KEN mode – Null
Wo es laut wird, sind KEN mode in der Regel nicht weit. Das Quartett um die Brüder Jesse und Shane Matthewson bricht seit 1999 mit Konventionen sowie mit Erwartungen an Hardcore und Noise Rock. Die letzten zweieinhalb Jahre brachten die kanadischen Veteranen an ihre Grenzen, und so verstehen sie ihr mittlerweile achtes Album als „Dokumentation des Versuchs, nicht auseinanderzufallen“. Im Kampf gegen lähmende Depressionen entstand „Null“, die erste Platte für Artoffact Records und zugleich das erste Werk in der neuen Formation, neben Bassist Scott Hamilton nun durch Kathyrn Kerr (u. a. Saxofon und Synthesizer) ergänzt.
Kerr drückt der Band sogleich ihren Stempel auf, ist bereits im eröffnenden „A Love Letter“ überaus präsent. Wütende Druckwellen ackern auf vertrautem Grund und beschwören lärmendes Chaos herauf, rundherum zuckt das Saxofon komplett aus und bohrt sich tief in die Gehirnwindungen vor. Das muss man mögen (und aushalten), passt aber irgendwie prima zu KEN mode. Zudem nimmt die Eskalation mit fortlaufender Spieldauer einen dezenten Industrial-Einschlag an und eskaliert.
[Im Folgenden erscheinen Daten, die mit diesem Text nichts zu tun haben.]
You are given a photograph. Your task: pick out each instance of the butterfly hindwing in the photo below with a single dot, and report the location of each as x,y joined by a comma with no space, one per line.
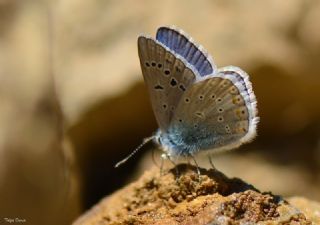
166,75
216,112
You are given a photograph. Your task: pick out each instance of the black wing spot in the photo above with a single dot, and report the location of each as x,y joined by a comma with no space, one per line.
182,87
200,114
158,87
173,82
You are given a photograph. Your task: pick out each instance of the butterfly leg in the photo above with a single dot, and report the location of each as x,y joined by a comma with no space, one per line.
211,163
198,169
166,156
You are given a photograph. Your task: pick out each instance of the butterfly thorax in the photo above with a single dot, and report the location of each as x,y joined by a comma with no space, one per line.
186,140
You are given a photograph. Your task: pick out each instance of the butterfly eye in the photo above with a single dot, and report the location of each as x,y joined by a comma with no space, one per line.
182,87
158,87
227,129
173,82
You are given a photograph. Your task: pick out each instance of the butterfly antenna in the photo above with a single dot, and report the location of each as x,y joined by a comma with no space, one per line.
145,141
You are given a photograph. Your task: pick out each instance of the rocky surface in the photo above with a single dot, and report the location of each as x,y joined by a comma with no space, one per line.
180,196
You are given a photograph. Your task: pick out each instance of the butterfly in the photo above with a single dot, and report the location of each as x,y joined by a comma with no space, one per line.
199,108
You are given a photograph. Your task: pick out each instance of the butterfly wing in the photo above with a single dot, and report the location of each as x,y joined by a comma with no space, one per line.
183,45
167,76
217,113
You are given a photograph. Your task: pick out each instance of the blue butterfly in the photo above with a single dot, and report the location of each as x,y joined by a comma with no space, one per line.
199,108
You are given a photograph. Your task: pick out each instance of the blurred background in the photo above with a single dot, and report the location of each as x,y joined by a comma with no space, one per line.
73,102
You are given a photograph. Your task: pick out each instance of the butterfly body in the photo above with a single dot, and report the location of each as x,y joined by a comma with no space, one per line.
197,106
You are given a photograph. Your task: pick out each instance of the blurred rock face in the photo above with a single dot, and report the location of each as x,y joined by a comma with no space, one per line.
33,185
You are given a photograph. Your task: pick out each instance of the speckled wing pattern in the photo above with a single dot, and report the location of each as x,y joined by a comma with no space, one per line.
166,75
197,106
217,113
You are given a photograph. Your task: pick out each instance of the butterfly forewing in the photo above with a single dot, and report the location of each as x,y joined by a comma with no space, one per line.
167,77
183,45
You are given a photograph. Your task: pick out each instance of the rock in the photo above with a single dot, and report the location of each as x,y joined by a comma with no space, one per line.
178,197
311,209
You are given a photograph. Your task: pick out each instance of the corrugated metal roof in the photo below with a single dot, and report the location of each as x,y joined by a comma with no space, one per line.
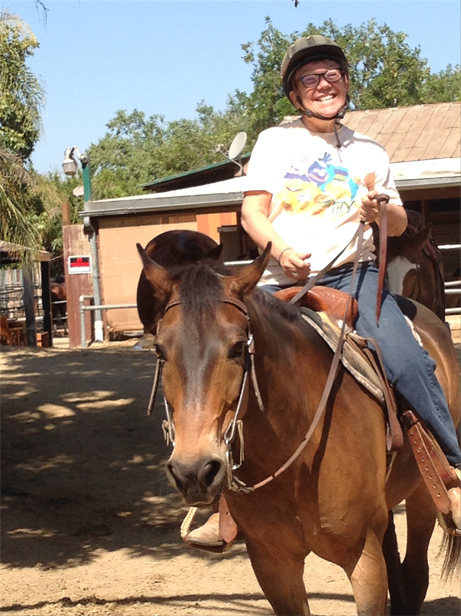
419,132
423,142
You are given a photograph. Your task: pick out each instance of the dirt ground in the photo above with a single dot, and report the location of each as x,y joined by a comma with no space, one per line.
89,523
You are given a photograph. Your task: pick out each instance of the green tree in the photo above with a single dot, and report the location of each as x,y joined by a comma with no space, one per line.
138,149
445,86
21,94
21,97
385,71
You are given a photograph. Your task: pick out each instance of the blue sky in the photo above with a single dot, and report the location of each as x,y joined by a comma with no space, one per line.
164,57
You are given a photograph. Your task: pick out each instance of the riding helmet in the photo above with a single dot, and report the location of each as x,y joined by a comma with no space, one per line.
309,49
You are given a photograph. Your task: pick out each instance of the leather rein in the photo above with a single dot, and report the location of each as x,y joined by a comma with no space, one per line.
235,427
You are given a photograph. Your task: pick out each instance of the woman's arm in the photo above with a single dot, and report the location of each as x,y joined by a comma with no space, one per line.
255,221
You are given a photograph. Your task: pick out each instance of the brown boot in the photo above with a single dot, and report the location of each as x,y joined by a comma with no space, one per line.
454,494
207,536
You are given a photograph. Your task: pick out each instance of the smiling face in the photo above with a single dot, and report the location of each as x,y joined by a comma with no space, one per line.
325,99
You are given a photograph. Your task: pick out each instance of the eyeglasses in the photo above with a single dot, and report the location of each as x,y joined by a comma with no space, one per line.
313,79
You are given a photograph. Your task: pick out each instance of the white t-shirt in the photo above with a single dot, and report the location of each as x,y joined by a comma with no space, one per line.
316,190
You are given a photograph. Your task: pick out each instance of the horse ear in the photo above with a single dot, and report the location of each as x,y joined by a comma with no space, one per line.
420,238
214,253
156,275
245,280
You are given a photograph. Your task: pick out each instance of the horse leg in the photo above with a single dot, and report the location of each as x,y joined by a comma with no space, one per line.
394,569
415,567
280,576
369,579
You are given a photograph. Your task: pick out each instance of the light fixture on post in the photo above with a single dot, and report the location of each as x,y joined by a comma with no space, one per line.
69,166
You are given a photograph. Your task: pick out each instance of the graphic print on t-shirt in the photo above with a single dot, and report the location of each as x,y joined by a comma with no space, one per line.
319,188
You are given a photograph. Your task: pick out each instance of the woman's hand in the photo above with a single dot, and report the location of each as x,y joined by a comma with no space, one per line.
396,216
295,264
369,210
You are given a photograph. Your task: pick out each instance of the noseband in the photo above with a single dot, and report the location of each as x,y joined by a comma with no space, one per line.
235,427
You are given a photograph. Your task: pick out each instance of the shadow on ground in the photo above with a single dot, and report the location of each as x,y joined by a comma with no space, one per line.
82,464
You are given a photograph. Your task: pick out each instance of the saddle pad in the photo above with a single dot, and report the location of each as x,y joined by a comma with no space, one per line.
351,358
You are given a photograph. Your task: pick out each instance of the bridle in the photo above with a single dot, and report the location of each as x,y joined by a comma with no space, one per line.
235,427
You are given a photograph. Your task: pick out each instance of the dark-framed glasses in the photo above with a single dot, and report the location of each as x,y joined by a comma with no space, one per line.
313,79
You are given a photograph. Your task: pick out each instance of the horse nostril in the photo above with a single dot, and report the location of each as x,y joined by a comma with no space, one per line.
176,478
210,471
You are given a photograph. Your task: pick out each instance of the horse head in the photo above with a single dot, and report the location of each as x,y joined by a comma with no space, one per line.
171,249
202,342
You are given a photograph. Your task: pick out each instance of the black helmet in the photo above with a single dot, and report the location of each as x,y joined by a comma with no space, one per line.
309,49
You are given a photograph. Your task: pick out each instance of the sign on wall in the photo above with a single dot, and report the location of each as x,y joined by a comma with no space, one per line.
79,264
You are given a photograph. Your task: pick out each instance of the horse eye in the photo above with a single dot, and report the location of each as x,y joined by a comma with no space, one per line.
160,352
237,350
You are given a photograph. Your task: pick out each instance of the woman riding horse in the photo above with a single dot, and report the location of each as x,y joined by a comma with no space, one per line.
310,183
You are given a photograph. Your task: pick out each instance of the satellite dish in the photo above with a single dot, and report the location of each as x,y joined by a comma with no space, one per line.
237,146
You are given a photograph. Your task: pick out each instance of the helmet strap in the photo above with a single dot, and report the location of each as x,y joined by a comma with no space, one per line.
339,116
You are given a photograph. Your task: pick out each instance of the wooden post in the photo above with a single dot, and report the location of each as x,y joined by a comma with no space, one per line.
29,301
46,300
65,212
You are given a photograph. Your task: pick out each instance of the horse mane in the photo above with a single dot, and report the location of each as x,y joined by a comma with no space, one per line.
288,312
200,287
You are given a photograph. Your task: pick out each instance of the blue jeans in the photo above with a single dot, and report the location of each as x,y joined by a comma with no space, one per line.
408,366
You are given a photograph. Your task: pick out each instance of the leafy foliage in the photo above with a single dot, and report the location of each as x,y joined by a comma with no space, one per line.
384,71
136,149
21,95
139,149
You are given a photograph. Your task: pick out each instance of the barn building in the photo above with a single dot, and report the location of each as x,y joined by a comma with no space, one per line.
423,142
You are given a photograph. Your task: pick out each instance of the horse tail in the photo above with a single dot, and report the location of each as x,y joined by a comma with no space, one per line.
451,548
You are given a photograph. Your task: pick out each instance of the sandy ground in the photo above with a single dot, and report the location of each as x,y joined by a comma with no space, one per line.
89,524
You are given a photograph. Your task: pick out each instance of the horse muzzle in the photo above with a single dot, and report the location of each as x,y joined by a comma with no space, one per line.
198,480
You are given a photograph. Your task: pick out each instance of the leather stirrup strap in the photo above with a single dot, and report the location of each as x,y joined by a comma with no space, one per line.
433,465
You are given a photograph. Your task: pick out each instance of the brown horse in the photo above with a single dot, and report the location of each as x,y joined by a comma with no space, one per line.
334,499
415,266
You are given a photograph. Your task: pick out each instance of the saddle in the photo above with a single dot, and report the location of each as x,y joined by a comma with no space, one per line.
366,365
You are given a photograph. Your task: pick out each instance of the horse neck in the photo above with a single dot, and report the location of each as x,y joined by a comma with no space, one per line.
290,362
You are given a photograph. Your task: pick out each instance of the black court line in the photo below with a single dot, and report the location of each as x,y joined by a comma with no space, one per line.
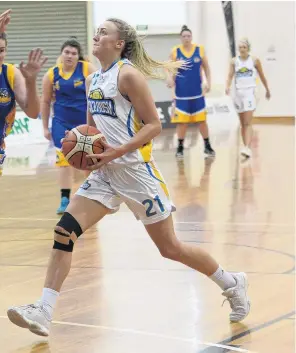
227,341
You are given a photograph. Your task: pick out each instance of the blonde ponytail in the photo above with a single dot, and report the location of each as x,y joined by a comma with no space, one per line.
136,53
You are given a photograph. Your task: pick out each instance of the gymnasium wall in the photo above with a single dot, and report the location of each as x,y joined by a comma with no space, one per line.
269,25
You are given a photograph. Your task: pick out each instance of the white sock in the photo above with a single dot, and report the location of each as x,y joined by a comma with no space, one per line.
49,299
223,278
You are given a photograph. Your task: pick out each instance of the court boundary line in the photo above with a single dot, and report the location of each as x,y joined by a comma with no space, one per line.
258,327
147,333
176,222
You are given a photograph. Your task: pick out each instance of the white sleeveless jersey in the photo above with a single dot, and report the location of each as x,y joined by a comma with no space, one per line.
114,114
245,73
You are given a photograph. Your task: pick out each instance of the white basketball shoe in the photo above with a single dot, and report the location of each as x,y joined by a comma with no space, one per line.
238,298
32,317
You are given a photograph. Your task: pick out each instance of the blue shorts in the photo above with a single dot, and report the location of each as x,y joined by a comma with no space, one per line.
189,111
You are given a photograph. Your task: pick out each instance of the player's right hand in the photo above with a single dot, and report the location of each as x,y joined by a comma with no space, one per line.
170,83
4,20
47,134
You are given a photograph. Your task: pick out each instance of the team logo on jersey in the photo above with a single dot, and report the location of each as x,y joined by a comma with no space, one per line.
5,97
98,104
244,72
78,83
96,94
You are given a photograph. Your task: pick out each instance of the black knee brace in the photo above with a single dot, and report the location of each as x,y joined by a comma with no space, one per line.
66,233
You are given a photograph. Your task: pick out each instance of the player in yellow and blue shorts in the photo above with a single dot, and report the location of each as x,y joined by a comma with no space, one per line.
190,106
66,83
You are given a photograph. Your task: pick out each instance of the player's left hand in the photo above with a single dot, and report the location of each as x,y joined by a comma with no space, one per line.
107,156
36,61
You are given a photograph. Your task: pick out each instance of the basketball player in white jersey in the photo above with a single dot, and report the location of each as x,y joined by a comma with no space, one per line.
120,105
245,68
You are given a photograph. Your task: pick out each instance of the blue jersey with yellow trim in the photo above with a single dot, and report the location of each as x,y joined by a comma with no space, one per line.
189,80
7,101
70,101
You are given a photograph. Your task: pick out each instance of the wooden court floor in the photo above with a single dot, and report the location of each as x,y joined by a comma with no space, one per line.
121,296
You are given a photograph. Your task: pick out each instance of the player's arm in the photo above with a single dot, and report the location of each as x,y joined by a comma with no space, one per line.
25,87
90,120
259,68
230,76
206,68
47,93
26,94
134,85
170,80
91,68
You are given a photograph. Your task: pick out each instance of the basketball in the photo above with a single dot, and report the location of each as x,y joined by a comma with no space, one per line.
80,142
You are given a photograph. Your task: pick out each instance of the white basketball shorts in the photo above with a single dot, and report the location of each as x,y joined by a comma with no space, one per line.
140,186
245,100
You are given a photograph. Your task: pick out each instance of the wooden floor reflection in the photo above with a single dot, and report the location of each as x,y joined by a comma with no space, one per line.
121,296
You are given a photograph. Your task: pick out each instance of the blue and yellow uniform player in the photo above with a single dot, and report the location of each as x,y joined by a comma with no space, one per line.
189,100
64,91
17,86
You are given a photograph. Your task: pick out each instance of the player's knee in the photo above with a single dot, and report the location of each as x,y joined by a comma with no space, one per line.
66,233
171,250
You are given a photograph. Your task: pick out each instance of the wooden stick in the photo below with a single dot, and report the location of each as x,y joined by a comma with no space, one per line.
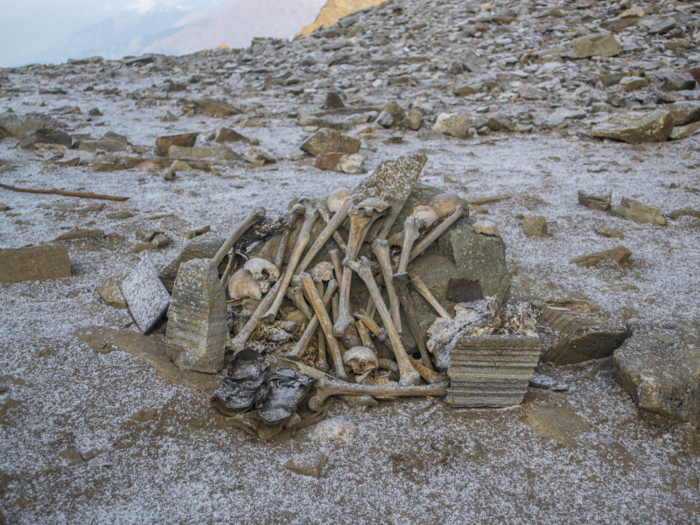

Noch anstrengender ist eigentlich nur „Lost Grip“. Ob es für diesen Track tatsächlich zehn Minuten gebraucht hätte, sei dahingestellt, doch ziehen die Kanadier die imaginäre Schlinge geschickt enger und nehmen ein wenig Sludge mit in den Mix auf. Speziell die zweite Songhälfte gestaltet sich lauter und dreckiger, der Zusammenbruch ist nah. Im Vergleich dazu kommt „But They Respect My Tactics“ geradlinig rüber, bemüht alte Querverweise auf Converge und zuckt gar nervös. „Throw Your Phone In The River“ fällt hibbelig aus, kann sich kaum auf den Sitzen halten, schlägt wild um sich – die nächste Stufe des absoluten Wahnsinns in aller Kürze.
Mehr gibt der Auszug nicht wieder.